膣や肛門、口の周囲の赤い水ぶくれ!性器ヘルペスはキスでも感染します

カップル間のピンポン感染が起きやすい

ピリピリした痛みを感じた後に、膣や肛門、唇の周辺に小さな水ぶくれがたくさんできるー。このように皮膚表面の水ぶくれやただれに痛みを伴うのが、単純ヘルペスの代表的な症状です。単純ヘルペスウイルス(HSV)は、一度でも感染すると死滅することはなく、症状が治まった後も神経節に潜伏し、免疫力の低下をきっかけに再活性して、再び不快な症状を引き起こします。

単純ヘルペスウイルスは、皮膚表面の水ぶくれの中、口腔内や陰部の粘膜の中でも増殖する、感染力が強いウイルスです。皮膚にできた水ぶくれやただれた部分に手指で触れるとウイルスに感染するリスクがあります。また感染者が使用した食器やタオルなどを家族が共有しているだけででも、感染の可能性はあります。

しかし、ウイルスの付いたマグカップやバスタオルに触れても、皮膚が健康な状態にあれば、バリア機能が働いてウイルスに感染することはありません。問題はウイルスに触れた人がアトピー性皮膚炎だったり、傷や湿疹などで皮膚が荒れていると、バリア機能が損なわれるので、ウイルスに感染してしまうリスクが高まります。

また、口腔内や陰部の粘膜に存在しているウイルスの場合、例え口の中や性器にキズがない状態だったとしても、粘膜同士の接触で簡単に感染します。つまり口唇ヘルペスの人とキスをしたり、性器ヘルペスの人とセックスをするなど、双方の粘膜を直接接触させる行為を行うことで、感染リスクは上昇します。

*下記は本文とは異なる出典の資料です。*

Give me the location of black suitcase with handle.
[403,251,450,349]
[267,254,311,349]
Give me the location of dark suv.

厄介なのは、単純ヘルペスウイルスに初感染した後の1年間は無症状のまま再発をすることがあり、本人が再発の自覚のないまま感染源となり、パートナーなどにウイルスを感染させてしまっているケースも少なくありません。

妊婦さんの単純ヘルペスウイルス(HSV)が胎児や新生児に及ぼす影響は?

赤ちゃんへの感染は後遺症のリスク

妊婦さんの場合、ご自身の単純ヘルペスウイルス(HSV)の感染が胎児や新生児に与える影響が心配になるかと思います。ウイルスが妊婦さんの神経節に潜伏しているだけの状態では、胎児や新生児にウイルスが感染する恐れはありませんが、妊婦さんがヘルペスを発症している場合には感染のリスクが出てきます。

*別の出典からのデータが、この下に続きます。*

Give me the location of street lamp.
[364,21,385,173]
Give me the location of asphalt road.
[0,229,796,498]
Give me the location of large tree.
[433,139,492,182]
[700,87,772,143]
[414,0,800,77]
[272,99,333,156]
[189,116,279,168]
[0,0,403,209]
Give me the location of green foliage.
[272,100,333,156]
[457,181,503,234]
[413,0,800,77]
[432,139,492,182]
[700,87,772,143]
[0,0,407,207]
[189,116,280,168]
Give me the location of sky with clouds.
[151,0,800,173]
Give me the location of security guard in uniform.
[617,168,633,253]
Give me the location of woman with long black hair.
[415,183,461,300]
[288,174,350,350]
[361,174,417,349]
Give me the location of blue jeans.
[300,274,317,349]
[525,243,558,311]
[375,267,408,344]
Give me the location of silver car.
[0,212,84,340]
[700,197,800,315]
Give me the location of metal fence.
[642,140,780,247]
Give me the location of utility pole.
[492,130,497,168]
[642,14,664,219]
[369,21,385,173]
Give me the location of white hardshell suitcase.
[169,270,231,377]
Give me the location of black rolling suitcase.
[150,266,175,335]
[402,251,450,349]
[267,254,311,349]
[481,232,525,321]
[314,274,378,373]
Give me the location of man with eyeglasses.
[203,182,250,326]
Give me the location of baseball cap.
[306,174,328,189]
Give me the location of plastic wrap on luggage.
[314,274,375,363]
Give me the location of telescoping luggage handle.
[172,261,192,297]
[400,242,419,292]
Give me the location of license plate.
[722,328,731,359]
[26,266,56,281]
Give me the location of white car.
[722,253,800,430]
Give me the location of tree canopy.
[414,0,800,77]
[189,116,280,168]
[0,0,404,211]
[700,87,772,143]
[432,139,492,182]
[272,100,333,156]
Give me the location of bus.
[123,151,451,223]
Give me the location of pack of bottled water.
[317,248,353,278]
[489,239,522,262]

胎児・新生児への単純ヘルペスウイルスの感染ルートとしては、胎内感染、出産時の産道感染、出産後の水平感染(食べ物の口移し、キス、頬ずり)があります。このなかで最も多いのが、産道感染の85%、次いで胎内感染の5%となっています。

産道感染とは、赤ちゃんが産道を通って生まれてくるときに、母親の単純ヘルペスウイルスに感染するもので、脳などに重篤な障害を起こす危険性があります。そのため、出産間近になって妊婦さんがウイルスに感染したり、ヘルペスを再発した場合は、赤ちゃんへの感染防止の観点から帝王切開などの処置がとられます。一方、胎内で胎児が単純ヘルペスウイルスに感染してしまうと、髄膜炎を起こしたり、重篤な登園で最悪の場合、命を落とす危険性があります。

現在は妊娠していないものの、性器ヘルペスを発症することで将来の妊娠への悪影響(=不妊症)を心配する女性も少なくありません。しかし、症状が重症化しやすい初感染の場合を除き、性器ヘルペスが妊娠に影響することはありません。ただし、再発予防の目的で抗ウイルス剤を服用している方は、薬の服用時期と妊娠について主治医によく相談しましょう。